Hay empeños cuyos reiterados fracasos acaban desfigurándolos convirtiéndolos en caricaturas; la pueril insistencia en hacer factible lo imposible acaba por convertir en tabarras tan molestas como inocuas los más ambiciosos proyectos. En el terreno político, olvidar lo del «arte de lo posible» hace que aspirar a lo imposible sea patrimonio exclusivo de politiquillos incapaces de percibir el límite meridiano entre realidad y deseo.

El pasado 18 de marzo venció el plazo de seis meses que se dio el actual Presidente de la Comunidad autónoma de Cataluña -una nonentity digna de estudio- para proclamar «l’independència». Llegó el día y la montaña no sólo no parió un ratón, sino que siguió tan virgen como antes; de no haber sido así, se hubiera tratado del tercer intento en algo menos de un siglo; conviene recordarlo.

El 14 de abril de 1931, a media tarde y muchísimo antes de completarse el escrutinio de las elecciones municipales, Lluís Companys apareció en el balcón del Ayuntamiento de Barcelona para proclamar la República española (?) e izar la bandera tricolor. Alrededor de una hora después y desde el mismo balcón en el que ya ondeaba la senyera catalana, Francesc Maciá se dirigió a la multitud para proclamar «L’Estat Català». A media tarde, volvió a apelar a la multitud para comunicar que había tomado posesión del Gobierno de Cataluña, asegurando que «d’aquí no ens trauran sino morts» (!). Tres días después, se llegó al acuerdo de renunciar a «L’Estat Català» a cambio del compromiso del Gobierno provisional de presentar en las futuras Cortes constituyentes un Estatuto de Autonomía; no hubo necesidad de sacarlos, ni vivos ni muertos: salieron, tan panchos, por su propio pie y … pelillos a la mar porque donde dije digo, digo Diego.

El segundo intento resultó todavía más chusco, puesto que apenas duró 24 horas. El 6 de octubre de 1934, Companys proclamó «l’Estat catalá dintre la República Federal espanyola», pero, ¡qué fatalidad!, al día siguiente, un simple batallón de artillería equipado con un modesto cañoncito puso fin al estado (de locura transitoria) catalán. Tres muertos y unos treinta heridos fue el resultado de una heroica resistencia que se caracterizó por optar por poner pies en polvorosa, que allí no había pasado nada, como efectivamente fue.
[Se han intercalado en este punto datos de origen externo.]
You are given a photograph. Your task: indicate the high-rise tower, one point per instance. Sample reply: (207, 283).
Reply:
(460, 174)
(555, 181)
Con estos antecedentes ingloriosos, algunos politicastros de tres al cuarto que, por cierto, se cuentan entre los más corruptos del mundo occidental, han decidido mantener el proyecto independendista en la era de las entidades supranacionales; así, organizaron un referéndum sin censo y con urnas de cartón made in China del que posteriormente trataron de desvincularse vergonzosamente para tratar de evitar inhabilitaciones que han recurrido a tribunales de 1’Estat espanyol al que dicen no reconocer; ahora prometen la celebración de otro que, de ser impedido, conducirá a una «declaración unilateral de independencia». Hay que suponer que a estas alturas no se lo creen ni sus promotores, como lo demuestra el hecho de que ninguno de ellos quiera ordenarlo por escrito. Por su parte, un sedicente «Ministre d’Affers Exteriors» -que más dignamente se ganaría la vida rodando anuncios (catalanistas, eso sí) de Mr. Propper- ha recorrido medio mundo con la esperanza de que algún colega foráneo le recibiera e hiciera el esfuerzo de soportar su insoportable tabarra pero, tras un arduo peregrinaje en Business class por más de un centenar países, sólo ha conseguido que lo hiciera su colega … camboyano. Todo un éxito, aunque un poco caro, pero no tanto si se considera que paga l’Estat repudiat.

Decía Tarradellas que lo único que no se puede hacer en política es el ridículo. Los políticos catalanistas de la República lo hicieron hasta límites insospechados y hoy siguen haciéndolo los de la España autonómica.

Como se asevera al principio de este artículo, hay empeños cuyos reiterados fracasos acaban por convertirlos en ridículos, pero parece que sus promotores, como los viejos falangistas, resultan ser «inasequibles al desaliento». Ellos sabrán. Ya lo no les creen ni los suyos.